‘Undone’ Review

Once again, so-called “Peak TV” has reached a new peak. The sheer volume of good stuff available on the small screen can be overwhelming. Some of it’s great, but a lot of it, well, isn’t. There is nothing like Amazon’s brilliant, Undone.

Undone, the new half hour drama slash cosmic sci-fi time travel adventure from creators Kate Purdy and Raphael Bob-Waksberg, breaks the mold as the first serialized TV show made with rotoscope animation. You might have seen it before in Richard Linklater’s 2006 film, ‘A Scanner Darkly.’ … a style that takes live-action footage and uses varying artistic techniques like oil painting to transform it into something a little more uncanny.

The expressive nature of the rotoscoping, uncomfortably realistic dialogue, and fascinating justification of an enlightened perspective on reality combined to create a very interesting series. One that was all the more digestible thanks to the short episode duration and limited cast members. Rosa Salazar as Alma is incredible. She managed to take a character that—in the hands of a lesser actor and writers—been a boilerplate “human disaster” character and make you want to understand her point-of-view.

Spoilers ahead.

I accepted the ending’s ambiguity as one helluva cliffhanger, since there’s plenty to unpack and speculate about from all previous episodes. So, what’s the consensus here: can heady animated series attract a wide enough audience? I can’t help but feel like we got a real treat here that won’t be replicated in the near future. I want more of this type of content, but I feel I’m in the minority.

My personal take, Alma’s father was in over his head and doesn’t know a tenth of what he’s doing but just thinks he’s hot ISHT for stumbling ass-backwards into the true nature of the universe. The past is the past and the only way Alma could truly reunite with her dad would be to disappear into that cave and leave that life behind in the changed timeline where she spent Halloween with her dad. So I kind of would like it if I could just stay imagining that there’s two Almas out there who’ve found new relationships with their dad.

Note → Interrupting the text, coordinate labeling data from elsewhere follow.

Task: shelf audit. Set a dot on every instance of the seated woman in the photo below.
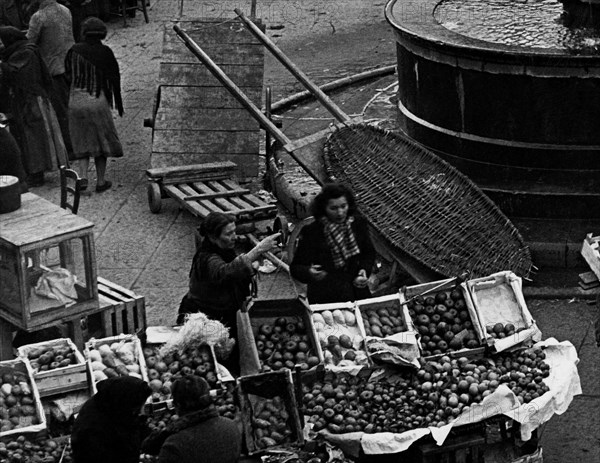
(200, 435)
(220, 278)
(335, 254)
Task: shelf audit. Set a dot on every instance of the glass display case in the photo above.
(47, 265)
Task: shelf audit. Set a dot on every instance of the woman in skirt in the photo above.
(95, 89)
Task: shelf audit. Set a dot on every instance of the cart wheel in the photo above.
(280, 225)
(154, 197)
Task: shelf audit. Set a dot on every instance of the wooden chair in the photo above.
(70, 184)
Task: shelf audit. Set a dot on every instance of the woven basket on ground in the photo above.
(424, 206)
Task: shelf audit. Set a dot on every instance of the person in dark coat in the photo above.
(335, 254)
(200, 435)
(220, 278)
(108, 427)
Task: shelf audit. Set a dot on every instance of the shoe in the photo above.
(105, 186)
(34, 180)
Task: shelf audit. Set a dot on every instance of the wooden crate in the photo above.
(431, 290)
(498, 298)
(267, 311)
(123, 338)
(256, 391)
(356, 333)
(70, 378)
(401, 348)
(22, 365)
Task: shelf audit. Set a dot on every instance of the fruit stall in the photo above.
(444, 371)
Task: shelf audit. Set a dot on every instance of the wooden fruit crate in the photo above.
(356, 333)
(498, 298)
(267, 311)
(70, 378)
(256, 391)
(123, 338)
(22, 365)
(401, 348)
(431, 290)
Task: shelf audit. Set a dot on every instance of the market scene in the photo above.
(350, 231)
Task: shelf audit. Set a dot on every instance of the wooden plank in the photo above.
(247, 163)
(175, 192)
(200, 118)
(220, 201)
(221, 54)
(209, 32)
(198, 74)
(205, 96)
(182, 172)
(220, 194)
(182, 141)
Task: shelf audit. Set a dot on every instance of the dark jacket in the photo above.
(219, 279)
(108, 429)
(199, 437)
(337, 286)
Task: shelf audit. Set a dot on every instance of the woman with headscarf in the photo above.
(95, 89)
(26, 82)
(335, 254)
(108, 427)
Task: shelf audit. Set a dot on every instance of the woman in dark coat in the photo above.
(25, 79)
(335, 254)
(200, 435)
(95, 89)
(108, 427)
(220, 278)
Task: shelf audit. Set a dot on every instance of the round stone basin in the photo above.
(524, 23)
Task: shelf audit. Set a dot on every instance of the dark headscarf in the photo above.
(92, 66)
(22, 64)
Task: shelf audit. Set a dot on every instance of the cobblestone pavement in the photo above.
(151, 253)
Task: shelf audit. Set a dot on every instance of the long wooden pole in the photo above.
(334, 109)
(255, 112)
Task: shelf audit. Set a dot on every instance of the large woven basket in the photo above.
(422, 205)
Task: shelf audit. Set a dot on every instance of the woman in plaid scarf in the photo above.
(335, 254)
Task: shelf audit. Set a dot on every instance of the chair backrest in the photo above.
(70, 184)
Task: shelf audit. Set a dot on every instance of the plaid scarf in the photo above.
(341, 240)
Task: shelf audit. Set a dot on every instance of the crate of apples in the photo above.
(341, 335)
(164, 369)
(502, 317)
(115, 356)
(442, 318)
(57, 365)
(20, 405)
(284, 334)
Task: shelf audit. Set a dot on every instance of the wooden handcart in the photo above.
(205, 188)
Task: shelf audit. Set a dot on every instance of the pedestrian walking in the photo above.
(51, 28)
(26, 81)
(95, 89)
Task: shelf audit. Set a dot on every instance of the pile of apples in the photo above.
(23, 450)
(340, 337)
(443, 323)
(270, 422)
(163, 370)
(433, 396)
(50, 358)
(383, 321)
(115, 359)
(17, 403)
(284, 343)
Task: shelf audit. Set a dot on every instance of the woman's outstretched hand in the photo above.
(316, 272)
(361, 280)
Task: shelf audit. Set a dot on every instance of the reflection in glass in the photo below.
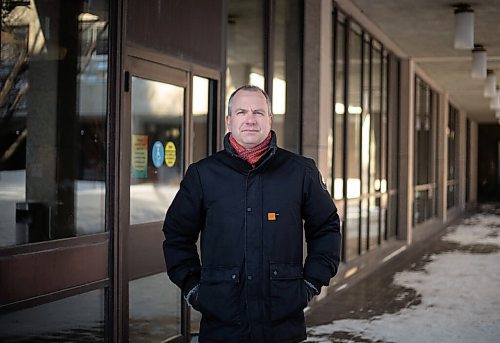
(79, 318)
(245, 45)
(452, 198)
(338, 131)
(374, 221)
(201, 107)
(286, 87)
(364, 224)
(352, 223)
(156, 148)
(375, 127)
(426, 114)
(52, 119)
(154, 309)
(353, 116)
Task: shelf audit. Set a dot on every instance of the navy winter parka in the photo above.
(252, 220)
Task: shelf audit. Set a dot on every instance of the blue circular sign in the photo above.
(158, 154)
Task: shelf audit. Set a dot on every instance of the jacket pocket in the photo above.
(219, 293)
(288, 293)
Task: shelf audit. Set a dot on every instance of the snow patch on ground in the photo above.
(460, 296)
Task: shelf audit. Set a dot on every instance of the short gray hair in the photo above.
(249, 88)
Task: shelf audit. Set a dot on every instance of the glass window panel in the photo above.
(393, 218)
(79, 318)
(156, 148)
(351, 228)
(426, 115)
(383, 126)
(338, 131)
(374, 221)
(375, 127)
(287, 78)
(53, 120)
(364, 224)
(366, 119)
(201, 107)
(383, 217)
(154, 309)
(353, 116)
(245, 45)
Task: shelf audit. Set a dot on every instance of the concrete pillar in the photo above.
(406, 141)
(442, 158)
(317, 85)
(462, 157)
(473, 162)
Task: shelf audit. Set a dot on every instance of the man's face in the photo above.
(249, 122)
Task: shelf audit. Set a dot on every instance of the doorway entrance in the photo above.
(169, 121)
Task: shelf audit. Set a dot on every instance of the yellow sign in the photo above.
(139, 156)
(170, 154)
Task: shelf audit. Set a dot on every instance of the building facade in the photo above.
(105, 103)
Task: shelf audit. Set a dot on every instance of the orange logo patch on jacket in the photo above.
(271, 216)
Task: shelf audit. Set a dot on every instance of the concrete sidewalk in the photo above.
(446, 289)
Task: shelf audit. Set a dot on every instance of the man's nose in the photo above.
(250, 117)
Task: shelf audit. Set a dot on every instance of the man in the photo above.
(252, 203)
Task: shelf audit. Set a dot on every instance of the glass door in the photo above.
(169, 122)
(153, 137)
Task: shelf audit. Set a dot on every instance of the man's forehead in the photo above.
(243, 98)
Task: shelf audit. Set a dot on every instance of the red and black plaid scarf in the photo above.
(254, 154)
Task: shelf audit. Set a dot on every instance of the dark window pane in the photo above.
(154, 309)
(53, 120)
(287, 79)
(156, 144)
(79, 318)
(338, 130)
(245, 45)
(351, 228)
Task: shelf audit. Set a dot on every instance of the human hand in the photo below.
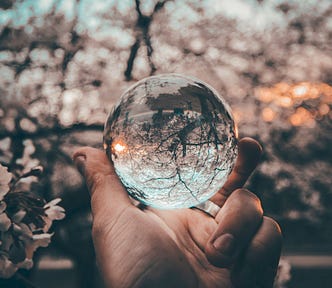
(140, 246)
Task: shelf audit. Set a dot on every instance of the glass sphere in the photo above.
(172, 140)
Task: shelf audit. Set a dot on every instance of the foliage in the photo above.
(25, 220)
(63, 69)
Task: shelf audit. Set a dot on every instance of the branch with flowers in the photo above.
(25, 219)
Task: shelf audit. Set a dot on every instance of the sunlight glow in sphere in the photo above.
(172, 140)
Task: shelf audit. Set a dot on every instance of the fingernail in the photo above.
(225, 244)
(80, 163)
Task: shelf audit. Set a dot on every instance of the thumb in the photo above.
(108, 195)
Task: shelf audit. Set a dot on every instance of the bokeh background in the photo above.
(63, 64)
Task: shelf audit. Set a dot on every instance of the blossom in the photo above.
(5, 222)
(53, 212)
(7, 268)
(5, 179)
(24, 222)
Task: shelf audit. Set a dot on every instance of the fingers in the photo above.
(260, 262)
(249, 154)
(108, 196)
(238, 221)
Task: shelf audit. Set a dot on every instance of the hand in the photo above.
(146, 247)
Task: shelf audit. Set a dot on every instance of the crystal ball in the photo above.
(172, 140)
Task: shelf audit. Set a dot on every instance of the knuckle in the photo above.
(273, 227)
(248, 197)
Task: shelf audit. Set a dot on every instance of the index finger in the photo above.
(249, 154)
(108, 195)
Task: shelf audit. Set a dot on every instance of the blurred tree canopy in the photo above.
(63, 64)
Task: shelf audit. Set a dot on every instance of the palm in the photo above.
(181, 248)
(179, 236)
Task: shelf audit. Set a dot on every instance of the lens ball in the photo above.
(172, 140)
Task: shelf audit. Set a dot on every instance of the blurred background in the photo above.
(65, 63)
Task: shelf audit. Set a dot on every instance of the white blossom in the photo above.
(53, 211)
(7, 268)
(5, 222)
(5, 178)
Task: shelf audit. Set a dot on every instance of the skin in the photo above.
(139, 246)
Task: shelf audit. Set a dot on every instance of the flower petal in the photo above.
(5, 178)
(4, 222)
(7, 268)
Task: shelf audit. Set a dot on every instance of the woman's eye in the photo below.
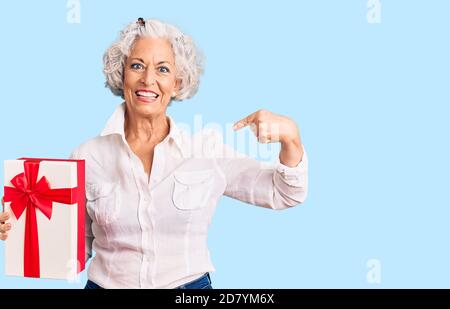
(137, 66)
(164, 70)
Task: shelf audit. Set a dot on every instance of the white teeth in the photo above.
(147, 94)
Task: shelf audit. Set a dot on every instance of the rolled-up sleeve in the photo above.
(89, 237)
(270, 185)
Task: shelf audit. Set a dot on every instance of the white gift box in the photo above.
(60, 238)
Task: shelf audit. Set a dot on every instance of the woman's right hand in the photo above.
(4, 226)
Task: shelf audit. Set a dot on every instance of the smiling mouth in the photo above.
(147, 94)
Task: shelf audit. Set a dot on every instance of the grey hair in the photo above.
(188, 59)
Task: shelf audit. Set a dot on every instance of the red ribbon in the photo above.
(29, 194)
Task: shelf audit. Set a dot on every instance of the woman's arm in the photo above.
(277, 186)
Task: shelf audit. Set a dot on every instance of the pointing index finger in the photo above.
(244, 122)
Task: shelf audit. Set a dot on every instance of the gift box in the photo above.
(46, 200)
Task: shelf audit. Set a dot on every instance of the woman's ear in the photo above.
(176, 89)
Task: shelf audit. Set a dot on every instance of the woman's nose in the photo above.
(148, 78)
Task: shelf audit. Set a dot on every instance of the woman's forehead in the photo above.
(152, 49)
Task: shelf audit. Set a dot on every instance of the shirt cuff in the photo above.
(296, 173)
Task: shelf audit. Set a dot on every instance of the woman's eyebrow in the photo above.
(139, 59)
(161, 62)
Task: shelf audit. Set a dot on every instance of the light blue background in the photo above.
(371, 101)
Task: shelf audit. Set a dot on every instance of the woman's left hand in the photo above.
(270, 128)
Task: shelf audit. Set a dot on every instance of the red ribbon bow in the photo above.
(29, 194)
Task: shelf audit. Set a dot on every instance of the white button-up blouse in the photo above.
(151, 232)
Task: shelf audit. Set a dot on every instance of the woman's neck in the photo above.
(146, 129)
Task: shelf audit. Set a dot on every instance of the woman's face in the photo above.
(149, 76)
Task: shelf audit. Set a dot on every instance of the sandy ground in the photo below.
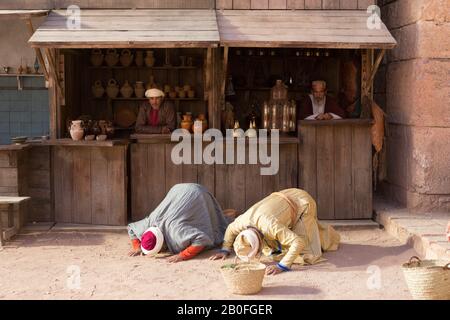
(44, 266)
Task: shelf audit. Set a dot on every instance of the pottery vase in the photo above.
(150, 59)
(186, 123)
(97, 57)
(76, 130)
(139, 89)
(126, 91)
(112, 90)
(112, 57)
(97, 89)
(139, 60)
(126, 58)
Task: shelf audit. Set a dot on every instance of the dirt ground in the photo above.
(44, 265)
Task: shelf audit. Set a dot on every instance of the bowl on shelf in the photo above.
(19, 140)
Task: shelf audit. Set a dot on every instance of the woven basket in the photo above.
(427, 279)
(243, 278)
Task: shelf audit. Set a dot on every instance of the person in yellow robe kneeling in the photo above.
(284, 225)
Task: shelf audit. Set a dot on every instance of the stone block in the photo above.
(417, 92)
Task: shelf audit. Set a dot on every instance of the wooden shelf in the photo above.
(143, 99)
(155, 68)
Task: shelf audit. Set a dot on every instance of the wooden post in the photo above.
(37, 50)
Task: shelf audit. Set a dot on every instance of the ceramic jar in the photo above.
(150, 59)
(97, 57)
(139, 59)
(186, 123)
(126, 58)
(127, 90)
(112, 90)
(97, 89)
(112, 57)
(76, 130)
(139, 89)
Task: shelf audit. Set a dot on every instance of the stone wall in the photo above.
(414, 88)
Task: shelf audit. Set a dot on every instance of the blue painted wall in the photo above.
(23, 113)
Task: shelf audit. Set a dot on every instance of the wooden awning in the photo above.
(301, 28)
(22, 14)
(162, 28)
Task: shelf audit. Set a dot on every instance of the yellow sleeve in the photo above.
(286, 237)
(233, 229)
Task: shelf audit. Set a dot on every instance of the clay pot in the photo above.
(126, 58)
(97, 89)
(112, 57)
(149, 59)
(186, 123)
(126, 91)
(76, 130)
(97, 57)
(172, 94)
(139, 89)
(112, 90)
(151, 84)
(139, 60)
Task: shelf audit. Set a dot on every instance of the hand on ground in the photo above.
(273, 270)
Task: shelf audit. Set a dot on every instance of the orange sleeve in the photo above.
(191, 252)
(136, 244)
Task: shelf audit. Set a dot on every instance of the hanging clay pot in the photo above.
(112, 90)
(97, 89)
(126, 91)
(112, 57)
(97, 57)
(150, 59)
(126, 58)
(139, 89)
(139, 60)
(76, 130)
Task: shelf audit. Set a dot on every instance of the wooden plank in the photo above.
(82, 201)
(101, 202)
(277, 4)
(313, 4)
(288, 171)
(8, 177)
(325, 172)
(307, 160)
(259, 4)
(362, 173)
(296, 4)
(174, 172)
(62, 185)
(343, 190)
(156, 183)
(117, 186)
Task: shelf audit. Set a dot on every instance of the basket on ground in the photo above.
(243, 278)
(427, 279)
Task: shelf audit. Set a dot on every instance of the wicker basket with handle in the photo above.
(427, 279)
(243, 278)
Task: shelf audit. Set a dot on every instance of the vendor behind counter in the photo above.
(156, 115)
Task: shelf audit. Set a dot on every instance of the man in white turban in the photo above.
(156, 115)
(283, 225)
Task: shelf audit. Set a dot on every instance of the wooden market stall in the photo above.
(124, 177)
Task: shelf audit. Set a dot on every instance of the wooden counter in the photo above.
(90, 181)
(235, 186)
(335, 166)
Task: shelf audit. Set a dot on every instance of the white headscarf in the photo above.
(159, 241)
(246, 244)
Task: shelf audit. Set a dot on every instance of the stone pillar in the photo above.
(414, 86)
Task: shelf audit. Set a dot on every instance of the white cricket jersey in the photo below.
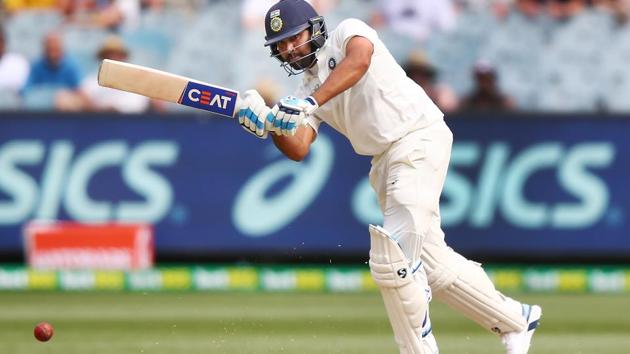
(384, 106)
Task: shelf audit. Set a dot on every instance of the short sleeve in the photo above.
(352, 28)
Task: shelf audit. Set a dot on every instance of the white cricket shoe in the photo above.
(519, 342)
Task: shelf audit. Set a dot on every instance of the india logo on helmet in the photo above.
(276, 24)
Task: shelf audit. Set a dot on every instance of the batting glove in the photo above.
(254, 116)
(290, 113)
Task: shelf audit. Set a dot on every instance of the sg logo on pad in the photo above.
(209, 98)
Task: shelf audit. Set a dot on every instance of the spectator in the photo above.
(12, 6)
(562, 11)
(486, 95)
(92, 97)
(14, 68)
(55, 68)
(414, 18)
(107, 14)
(424, 74)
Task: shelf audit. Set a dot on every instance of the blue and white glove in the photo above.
(254, 116)
(290, 113)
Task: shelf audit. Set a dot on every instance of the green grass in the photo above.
(95, 323)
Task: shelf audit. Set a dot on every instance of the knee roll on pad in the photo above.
(465, 286)
(404, 298)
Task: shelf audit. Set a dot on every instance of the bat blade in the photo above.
(169, 87)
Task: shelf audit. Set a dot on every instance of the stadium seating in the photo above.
(9, 100)
(580, 64)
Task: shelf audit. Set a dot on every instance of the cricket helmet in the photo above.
(286, 19)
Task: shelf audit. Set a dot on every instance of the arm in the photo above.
(350, 70)
(296, 147)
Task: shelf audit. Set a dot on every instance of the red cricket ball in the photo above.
(43, 331)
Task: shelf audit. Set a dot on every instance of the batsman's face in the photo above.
(296, 50)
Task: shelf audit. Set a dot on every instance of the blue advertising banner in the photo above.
(524, 187)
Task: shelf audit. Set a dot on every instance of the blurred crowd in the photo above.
(468, 55)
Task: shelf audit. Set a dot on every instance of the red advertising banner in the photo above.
(69, 245)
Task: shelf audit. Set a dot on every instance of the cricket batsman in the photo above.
(352, 83)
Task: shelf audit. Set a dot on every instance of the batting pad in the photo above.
(465, 286)
(405, 300)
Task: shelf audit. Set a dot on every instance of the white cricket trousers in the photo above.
(408, 179)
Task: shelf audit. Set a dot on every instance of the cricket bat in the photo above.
(169, 87)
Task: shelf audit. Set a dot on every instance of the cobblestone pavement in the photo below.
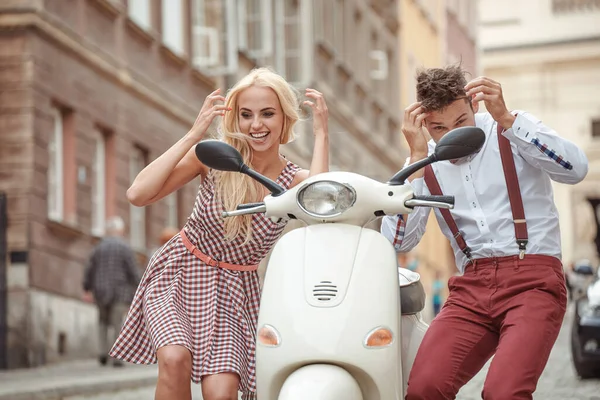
(558, 381)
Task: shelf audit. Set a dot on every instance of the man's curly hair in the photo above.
(437, 88)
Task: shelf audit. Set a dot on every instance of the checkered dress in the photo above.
(211, 311)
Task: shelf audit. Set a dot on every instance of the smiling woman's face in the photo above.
(260, 117)
(457, 114)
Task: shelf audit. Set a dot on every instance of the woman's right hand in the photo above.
(208, 112)
(413, 131)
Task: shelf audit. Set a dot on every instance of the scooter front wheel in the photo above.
(320, 382)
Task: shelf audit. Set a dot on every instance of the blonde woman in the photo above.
(196, 318)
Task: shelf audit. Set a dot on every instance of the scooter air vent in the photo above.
(325, 291)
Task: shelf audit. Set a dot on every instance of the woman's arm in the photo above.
(320, 159)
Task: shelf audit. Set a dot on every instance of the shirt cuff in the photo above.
(417, 185)
(522, 132)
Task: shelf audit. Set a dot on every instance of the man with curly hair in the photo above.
(509, 298)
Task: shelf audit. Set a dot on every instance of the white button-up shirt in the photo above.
(482, 209)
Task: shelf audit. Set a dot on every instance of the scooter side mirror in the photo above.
(457, 143)
(224, 157)
(219, 155)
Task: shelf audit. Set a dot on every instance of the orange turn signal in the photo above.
(268, 336)
(379, 337)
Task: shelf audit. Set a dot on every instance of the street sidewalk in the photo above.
(73, 378)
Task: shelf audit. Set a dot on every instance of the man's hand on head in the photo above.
(413, 131)
(490, 91)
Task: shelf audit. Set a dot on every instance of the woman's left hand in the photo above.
(320, 113)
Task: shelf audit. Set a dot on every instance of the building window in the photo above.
(99, 184)
(596, 128)
(55, 168)
(173, 25)
(288, 40)
(214, 36)
(139, 11)
(137, 231)
(571, 6)
(256, 22)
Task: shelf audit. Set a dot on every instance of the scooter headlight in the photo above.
(326, 198)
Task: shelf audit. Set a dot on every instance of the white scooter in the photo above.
(334, 323)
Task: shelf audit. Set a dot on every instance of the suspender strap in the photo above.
(514, 196)
(514, 191)
(434, 188)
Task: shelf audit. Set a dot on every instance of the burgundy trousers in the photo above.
(504, 306)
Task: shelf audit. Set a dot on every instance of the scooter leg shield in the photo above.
(320, 382)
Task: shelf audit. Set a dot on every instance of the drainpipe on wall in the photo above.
(3, 288)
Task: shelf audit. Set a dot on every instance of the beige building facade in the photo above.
(94, 90)
(546, 54)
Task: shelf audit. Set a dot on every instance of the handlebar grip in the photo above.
(440, 199)
(249, 205)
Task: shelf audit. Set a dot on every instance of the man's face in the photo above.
(457, 114)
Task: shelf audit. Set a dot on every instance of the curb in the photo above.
(82, 387)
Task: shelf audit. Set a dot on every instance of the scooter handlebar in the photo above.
(244, 209)
(431, 201)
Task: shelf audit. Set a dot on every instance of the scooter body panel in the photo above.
(361, 265)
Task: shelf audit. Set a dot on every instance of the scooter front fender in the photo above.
(320, 382)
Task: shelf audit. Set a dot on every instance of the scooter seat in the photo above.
(412, 293)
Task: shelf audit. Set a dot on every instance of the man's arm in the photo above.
(406, 231)
(539, 145)
(543, 148)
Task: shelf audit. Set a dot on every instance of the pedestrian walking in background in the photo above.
(110, 280)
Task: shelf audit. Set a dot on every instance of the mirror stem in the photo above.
(403, 174)
(273, 187)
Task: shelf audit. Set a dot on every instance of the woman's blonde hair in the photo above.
(235, 188)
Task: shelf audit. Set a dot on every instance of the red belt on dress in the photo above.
(211, 261)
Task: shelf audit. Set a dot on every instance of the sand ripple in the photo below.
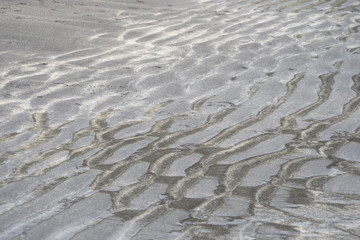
(188, 120)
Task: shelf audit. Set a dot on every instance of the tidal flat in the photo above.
(190, 119)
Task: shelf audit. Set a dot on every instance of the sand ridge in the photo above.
(187, 120)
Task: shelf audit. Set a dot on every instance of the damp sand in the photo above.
(190, 120)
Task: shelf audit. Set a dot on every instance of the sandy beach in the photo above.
(191, 119)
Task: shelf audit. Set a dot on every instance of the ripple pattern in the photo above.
(192, 120)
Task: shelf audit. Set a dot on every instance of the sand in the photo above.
(151, 119)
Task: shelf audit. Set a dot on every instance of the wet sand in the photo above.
(198, 119)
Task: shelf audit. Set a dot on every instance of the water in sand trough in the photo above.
(197, 119)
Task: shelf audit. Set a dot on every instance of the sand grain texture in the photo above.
(153, 119)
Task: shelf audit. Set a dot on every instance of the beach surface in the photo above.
(191, 119)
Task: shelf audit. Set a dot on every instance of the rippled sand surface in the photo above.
(153, 119)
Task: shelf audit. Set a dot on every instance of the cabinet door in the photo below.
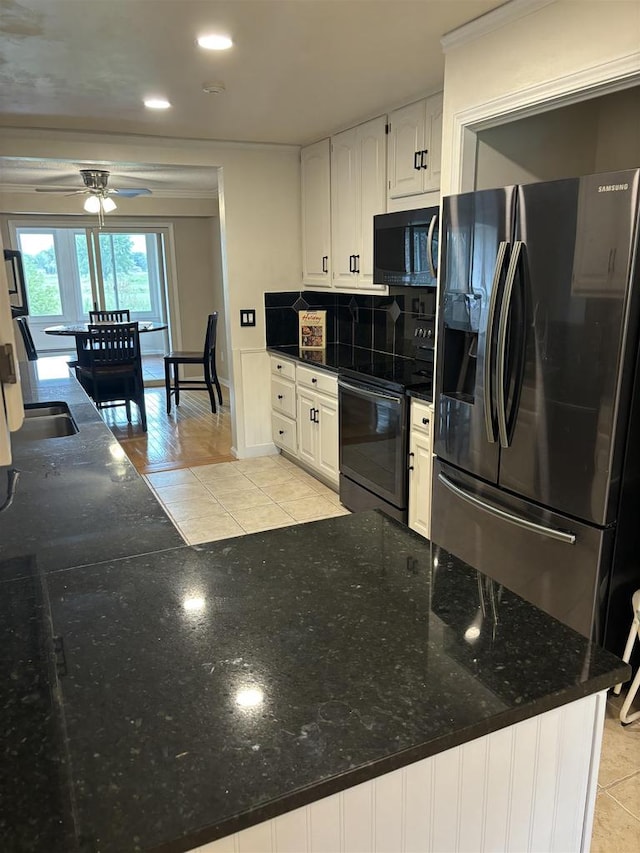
(406, 140)
(433, 143)
(420, 483)
(344, 207)
(327, 460)
(372, 147)
(316, 214)
(307, 428)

However, there are questions about how she knows what she knows, and whether anything she is seeing is real or is merely the beginning of schizophrenia. I like to believe it’s not just schizophrenia (that’s much too convenient) and she knew things, like her mom in the lab the day her dad died, and the missing sisters name, Sophia. I was waiting for her to drop the “I’m sorry, said the duck” line on Sam near the end, but she never did. These little bits make it more likely that this isn’t actually an unreliable narrator. Now, whether the idea that mental illness = superpowers (or can at least resemble superpowers) is damaging, well, I don’t know. I think the show’s done an good job at differentiating the two and treating mental illness with care, empathy, and respect. But I can’t say I’m not interested to see where they go next. I like that at no point do they clarify the mystery and hold on to that for later, or possibly never revealing it. If the show doesn’t get a second season (a shame), it absolutely works as a one-shot story. Definitely a MUST watch.